The apostle, however, to whom was committed in such large measure the will of God, in one instance refers to his writings as the commandments of the Lord, 1 Cor. 14. 37. Not in general terms but speaking of matters more specific, he says, ‘Now I praise you, brethren, that you remember me in all things, and keep the ordinances (instructions), as I delivered them to you’, 1 Cor. 11. 2. There would appear to be two such, i.e. baptism and the Lord’s supper. The former is personal in its bearing, the latter, properly speaking, the only church ordinance. It is important to observe that neither is for the believer in any degree optional. The two are clearly linked together as we read, ‘Then they that gladly received his word were baptized: and the same day there were added unto them about three thousand souls. And they continued stedfastly in the apostles’ doctrine and fellowship, and in breaking of bread, and in prayers’, Acts 2. 41, 42.

The true character of the Lord’s supper, its dignity and authority is clearly indicated by the apostle, 1 Cor. 11, 23-34, when he makes known that it was received by him from the ascended Lord in glory. There can be no question of the wisdom of such an inauguration, intended to cement the fellowship between Christians in truth and love to the One who instituted a fellowship filled with the fragrance of Himself, who would have them to meet together week by week to remember Him.
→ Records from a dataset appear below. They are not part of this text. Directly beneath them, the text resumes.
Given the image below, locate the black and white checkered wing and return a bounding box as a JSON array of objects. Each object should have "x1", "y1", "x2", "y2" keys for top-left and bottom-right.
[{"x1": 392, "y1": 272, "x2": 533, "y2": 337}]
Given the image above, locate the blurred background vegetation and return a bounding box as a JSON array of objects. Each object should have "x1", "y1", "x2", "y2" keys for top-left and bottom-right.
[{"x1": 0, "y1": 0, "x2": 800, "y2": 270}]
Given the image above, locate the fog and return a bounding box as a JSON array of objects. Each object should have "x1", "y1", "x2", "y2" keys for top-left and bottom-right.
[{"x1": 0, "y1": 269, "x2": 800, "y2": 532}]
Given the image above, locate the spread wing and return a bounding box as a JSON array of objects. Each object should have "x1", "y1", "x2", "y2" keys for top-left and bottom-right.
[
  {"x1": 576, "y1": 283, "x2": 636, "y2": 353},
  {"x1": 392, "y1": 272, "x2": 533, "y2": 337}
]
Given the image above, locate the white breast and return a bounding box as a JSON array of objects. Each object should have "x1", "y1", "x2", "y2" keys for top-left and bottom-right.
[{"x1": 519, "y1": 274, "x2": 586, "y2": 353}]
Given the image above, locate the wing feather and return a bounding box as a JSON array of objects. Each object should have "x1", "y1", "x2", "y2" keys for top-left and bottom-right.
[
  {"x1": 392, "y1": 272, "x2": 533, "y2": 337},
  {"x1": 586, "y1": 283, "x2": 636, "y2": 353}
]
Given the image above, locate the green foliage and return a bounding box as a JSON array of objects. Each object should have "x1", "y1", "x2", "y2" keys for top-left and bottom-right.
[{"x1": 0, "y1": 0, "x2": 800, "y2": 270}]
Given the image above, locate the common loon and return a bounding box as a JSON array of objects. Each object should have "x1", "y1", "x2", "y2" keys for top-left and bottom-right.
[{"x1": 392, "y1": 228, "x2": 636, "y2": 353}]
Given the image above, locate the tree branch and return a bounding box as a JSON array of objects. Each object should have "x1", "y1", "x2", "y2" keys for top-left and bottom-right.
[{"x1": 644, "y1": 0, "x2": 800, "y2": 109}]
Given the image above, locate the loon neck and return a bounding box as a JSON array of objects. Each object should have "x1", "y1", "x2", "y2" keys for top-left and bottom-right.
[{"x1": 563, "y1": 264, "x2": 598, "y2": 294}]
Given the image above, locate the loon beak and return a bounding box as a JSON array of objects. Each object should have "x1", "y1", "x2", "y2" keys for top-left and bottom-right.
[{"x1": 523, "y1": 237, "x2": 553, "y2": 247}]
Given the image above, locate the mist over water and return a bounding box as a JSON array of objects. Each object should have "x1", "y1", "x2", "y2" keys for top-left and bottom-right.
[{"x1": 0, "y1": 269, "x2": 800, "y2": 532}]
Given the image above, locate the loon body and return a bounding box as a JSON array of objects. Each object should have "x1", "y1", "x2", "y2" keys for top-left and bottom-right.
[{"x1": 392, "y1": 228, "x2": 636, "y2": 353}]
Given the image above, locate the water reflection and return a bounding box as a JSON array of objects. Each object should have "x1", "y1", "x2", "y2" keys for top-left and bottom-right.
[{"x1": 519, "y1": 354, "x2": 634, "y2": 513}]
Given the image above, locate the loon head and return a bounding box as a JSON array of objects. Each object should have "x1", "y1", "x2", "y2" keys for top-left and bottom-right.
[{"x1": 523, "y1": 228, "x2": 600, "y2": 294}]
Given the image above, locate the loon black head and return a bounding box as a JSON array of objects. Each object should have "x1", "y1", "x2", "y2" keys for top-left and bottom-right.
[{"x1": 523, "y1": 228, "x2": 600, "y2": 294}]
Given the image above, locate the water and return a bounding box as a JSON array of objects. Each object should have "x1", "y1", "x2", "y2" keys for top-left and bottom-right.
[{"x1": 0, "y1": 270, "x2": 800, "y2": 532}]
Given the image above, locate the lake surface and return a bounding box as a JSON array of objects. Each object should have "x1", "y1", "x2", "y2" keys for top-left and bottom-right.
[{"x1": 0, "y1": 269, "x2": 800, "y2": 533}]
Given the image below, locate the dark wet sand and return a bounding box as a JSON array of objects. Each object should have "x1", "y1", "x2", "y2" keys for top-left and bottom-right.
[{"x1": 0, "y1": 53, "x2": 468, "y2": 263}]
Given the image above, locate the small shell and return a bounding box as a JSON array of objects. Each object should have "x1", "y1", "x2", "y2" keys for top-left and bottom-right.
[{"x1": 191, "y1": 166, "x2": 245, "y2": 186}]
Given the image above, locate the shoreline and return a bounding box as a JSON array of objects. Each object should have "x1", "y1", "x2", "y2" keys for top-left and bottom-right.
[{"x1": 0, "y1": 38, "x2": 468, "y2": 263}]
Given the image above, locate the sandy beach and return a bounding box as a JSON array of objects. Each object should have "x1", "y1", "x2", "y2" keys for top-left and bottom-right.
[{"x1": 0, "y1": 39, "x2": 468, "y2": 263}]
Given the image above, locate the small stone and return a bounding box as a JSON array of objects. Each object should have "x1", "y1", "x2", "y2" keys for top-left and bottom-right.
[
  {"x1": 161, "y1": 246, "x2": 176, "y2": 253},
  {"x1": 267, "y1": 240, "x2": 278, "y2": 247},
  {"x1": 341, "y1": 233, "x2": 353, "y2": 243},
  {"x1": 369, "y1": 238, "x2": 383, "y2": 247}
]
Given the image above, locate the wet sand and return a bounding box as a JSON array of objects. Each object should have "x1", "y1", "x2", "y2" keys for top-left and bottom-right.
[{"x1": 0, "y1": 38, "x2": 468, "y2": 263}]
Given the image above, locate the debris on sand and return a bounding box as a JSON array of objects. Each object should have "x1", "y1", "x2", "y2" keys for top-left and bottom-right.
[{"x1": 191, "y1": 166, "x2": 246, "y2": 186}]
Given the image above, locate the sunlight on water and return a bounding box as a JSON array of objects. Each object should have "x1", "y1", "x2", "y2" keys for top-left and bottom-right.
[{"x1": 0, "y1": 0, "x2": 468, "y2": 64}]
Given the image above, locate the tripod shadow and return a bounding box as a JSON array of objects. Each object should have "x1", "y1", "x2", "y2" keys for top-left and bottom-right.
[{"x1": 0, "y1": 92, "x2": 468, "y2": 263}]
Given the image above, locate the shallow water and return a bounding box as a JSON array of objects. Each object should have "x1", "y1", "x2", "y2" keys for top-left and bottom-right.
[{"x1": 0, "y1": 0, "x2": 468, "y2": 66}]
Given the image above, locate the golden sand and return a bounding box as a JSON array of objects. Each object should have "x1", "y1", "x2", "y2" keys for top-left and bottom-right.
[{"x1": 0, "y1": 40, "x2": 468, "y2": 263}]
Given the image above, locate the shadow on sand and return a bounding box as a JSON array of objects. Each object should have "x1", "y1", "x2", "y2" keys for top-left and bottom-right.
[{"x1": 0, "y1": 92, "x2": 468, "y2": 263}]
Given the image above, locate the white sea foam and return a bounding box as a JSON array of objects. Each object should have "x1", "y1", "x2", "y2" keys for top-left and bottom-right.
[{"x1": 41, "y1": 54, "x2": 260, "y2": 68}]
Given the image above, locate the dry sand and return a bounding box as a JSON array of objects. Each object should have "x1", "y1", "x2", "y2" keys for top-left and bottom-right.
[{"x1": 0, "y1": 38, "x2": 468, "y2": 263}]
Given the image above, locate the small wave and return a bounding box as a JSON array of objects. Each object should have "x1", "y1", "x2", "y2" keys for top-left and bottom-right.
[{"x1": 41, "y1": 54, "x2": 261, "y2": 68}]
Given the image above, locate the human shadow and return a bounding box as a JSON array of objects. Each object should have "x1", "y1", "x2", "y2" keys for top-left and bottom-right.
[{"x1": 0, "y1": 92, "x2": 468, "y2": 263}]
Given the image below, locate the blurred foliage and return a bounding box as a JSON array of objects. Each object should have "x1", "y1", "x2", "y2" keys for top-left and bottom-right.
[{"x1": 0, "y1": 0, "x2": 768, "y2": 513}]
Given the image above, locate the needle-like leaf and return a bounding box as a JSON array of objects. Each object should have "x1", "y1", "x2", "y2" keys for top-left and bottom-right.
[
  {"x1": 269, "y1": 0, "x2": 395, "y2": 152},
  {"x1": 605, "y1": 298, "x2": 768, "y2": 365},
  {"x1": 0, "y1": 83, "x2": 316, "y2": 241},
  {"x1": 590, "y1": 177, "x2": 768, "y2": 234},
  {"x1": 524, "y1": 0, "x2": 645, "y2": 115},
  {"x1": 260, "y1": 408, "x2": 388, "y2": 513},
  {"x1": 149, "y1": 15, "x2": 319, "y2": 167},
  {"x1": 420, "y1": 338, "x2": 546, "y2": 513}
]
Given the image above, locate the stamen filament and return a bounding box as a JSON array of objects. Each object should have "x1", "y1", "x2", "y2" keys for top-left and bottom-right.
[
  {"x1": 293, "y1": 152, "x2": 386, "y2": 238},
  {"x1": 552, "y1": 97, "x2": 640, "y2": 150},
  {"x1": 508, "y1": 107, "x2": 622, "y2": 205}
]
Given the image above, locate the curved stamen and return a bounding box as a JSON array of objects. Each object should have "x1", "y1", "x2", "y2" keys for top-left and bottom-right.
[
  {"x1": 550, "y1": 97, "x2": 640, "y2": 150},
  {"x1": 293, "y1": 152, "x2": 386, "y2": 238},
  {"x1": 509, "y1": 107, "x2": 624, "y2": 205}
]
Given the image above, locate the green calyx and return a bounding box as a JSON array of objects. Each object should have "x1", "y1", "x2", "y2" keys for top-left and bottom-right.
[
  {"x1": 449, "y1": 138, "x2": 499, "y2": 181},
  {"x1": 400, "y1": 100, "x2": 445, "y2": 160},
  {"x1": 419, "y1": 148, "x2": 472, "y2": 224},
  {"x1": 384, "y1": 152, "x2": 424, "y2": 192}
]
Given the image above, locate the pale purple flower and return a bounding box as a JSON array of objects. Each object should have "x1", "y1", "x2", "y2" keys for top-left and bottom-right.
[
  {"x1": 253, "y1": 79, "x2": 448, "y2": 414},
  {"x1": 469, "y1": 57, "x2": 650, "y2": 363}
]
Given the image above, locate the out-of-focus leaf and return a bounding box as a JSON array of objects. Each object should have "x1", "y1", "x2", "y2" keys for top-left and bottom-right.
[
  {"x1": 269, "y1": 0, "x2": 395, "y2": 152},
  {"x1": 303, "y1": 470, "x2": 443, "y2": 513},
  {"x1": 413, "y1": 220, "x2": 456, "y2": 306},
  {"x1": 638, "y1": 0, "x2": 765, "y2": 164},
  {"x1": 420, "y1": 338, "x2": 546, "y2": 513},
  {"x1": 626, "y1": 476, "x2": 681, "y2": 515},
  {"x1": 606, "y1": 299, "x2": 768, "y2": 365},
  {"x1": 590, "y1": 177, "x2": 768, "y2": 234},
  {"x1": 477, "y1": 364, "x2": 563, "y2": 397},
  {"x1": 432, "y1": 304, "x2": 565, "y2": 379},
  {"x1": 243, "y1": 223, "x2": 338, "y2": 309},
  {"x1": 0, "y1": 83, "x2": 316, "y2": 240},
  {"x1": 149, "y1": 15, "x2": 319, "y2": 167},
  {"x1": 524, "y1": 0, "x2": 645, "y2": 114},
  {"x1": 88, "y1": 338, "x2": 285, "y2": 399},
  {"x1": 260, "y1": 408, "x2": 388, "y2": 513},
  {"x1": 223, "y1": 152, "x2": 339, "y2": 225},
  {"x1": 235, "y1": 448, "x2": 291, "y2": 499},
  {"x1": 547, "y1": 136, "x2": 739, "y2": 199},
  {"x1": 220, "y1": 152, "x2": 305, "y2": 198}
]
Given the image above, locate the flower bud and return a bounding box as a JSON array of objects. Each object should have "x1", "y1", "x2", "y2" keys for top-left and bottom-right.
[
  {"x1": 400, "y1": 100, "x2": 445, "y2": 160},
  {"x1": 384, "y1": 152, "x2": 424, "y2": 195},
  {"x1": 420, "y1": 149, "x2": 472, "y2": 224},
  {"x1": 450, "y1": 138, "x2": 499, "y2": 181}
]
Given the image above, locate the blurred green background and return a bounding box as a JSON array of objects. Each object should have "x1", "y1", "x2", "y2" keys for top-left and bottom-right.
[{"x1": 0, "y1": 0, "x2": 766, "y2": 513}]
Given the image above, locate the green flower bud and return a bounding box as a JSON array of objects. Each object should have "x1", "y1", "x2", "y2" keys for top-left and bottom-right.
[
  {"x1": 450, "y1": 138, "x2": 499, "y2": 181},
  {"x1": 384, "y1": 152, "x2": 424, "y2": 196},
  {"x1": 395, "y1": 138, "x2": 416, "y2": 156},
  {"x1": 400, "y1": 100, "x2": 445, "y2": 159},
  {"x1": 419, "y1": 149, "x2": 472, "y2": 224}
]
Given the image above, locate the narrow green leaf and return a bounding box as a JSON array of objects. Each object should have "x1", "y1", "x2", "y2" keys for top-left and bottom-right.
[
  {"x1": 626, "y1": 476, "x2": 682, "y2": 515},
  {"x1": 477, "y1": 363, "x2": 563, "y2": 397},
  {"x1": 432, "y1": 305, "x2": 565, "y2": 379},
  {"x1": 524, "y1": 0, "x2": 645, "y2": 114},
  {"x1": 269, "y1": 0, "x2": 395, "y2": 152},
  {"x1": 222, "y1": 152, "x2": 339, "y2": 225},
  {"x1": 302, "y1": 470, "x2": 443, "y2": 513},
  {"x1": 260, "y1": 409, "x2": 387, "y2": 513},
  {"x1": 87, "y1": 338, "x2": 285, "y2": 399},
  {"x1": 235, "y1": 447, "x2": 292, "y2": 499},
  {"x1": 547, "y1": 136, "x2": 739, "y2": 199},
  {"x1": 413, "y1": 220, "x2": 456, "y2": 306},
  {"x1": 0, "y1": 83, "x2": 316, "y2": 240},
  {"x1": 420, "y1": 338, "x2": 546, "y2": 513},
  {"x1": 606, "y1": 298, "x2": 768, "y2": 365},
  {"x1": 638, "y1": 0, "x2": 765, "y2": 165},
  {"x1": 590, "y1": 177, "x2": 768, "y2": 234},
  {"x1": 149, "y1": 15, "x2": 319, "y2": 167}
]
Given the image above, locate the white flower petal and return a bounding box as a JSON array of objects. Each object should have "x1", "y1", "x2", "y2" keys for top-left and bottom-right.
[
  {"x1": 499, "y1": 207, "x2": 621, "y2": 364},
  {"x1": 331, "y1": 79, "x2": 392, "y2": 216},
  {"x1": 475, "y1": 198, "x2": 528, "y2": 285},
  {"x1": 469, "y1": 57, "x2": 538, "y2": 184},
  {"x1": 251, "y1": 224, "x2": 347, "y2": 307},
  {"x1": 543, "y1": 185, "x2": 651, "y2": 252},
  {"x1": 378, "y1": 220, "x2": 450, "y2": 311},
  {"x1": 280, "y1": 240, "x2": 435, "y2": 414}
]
So it has continued until today, in essence a fellowship able to survive the vicissitudes through which the church on earth has passed in the intervening years, us He himself says, ‘until I come’.

In the public aspect of the Lord’s supper there is a testimony rendered in the partaking of the bread and the drinking of the cup, to the death of the Lord, as Paul states ‘For as often as ye eat this bread, and drink this cup, ye do shew (announce) the Lord’s death till He come’, 1 Cor. 11. 26. There is doubtless a reference to the cross with its public shame in which the saints, so doing, would take their part. But in its inward bearing it is a legacy from the One who was about to leave them but greatly desired to be living in their hearts, as He says ‘Take, eat: this is my body … this do in remembrance of me’, and again as to the cup, ‘This cup is the new testament in my blood: this do ye, as oft as ye drink it, in remembrance of me’, 1 Cor. 11. 24, 25.

It becomes clear as we consider the Lord’s day, the Lord’s table (a wider thought, carrying the idea of responsibility), the Lord’s supper, that the Person of the Lord Jesus himself is paramount. Indeed, in these remarkable verses, 23-34, treating of the supper. He is the centre of our worship, as the One who gave His all, Himself, and would now provide an occasion that we might fully give expression to our hearts’ apprecition. Sadly, there are such times when He himself is not addressed in worship, but the Father only; when perhaps it is then said, ‘We worship thy beloved Son’. The question then might arise, is it possible to worship other than by addressing the One before our hearts.’. May this precious occasion then increasingly be one when we prove the nearness of the Lord, and bring delight to the Father by the Spirit.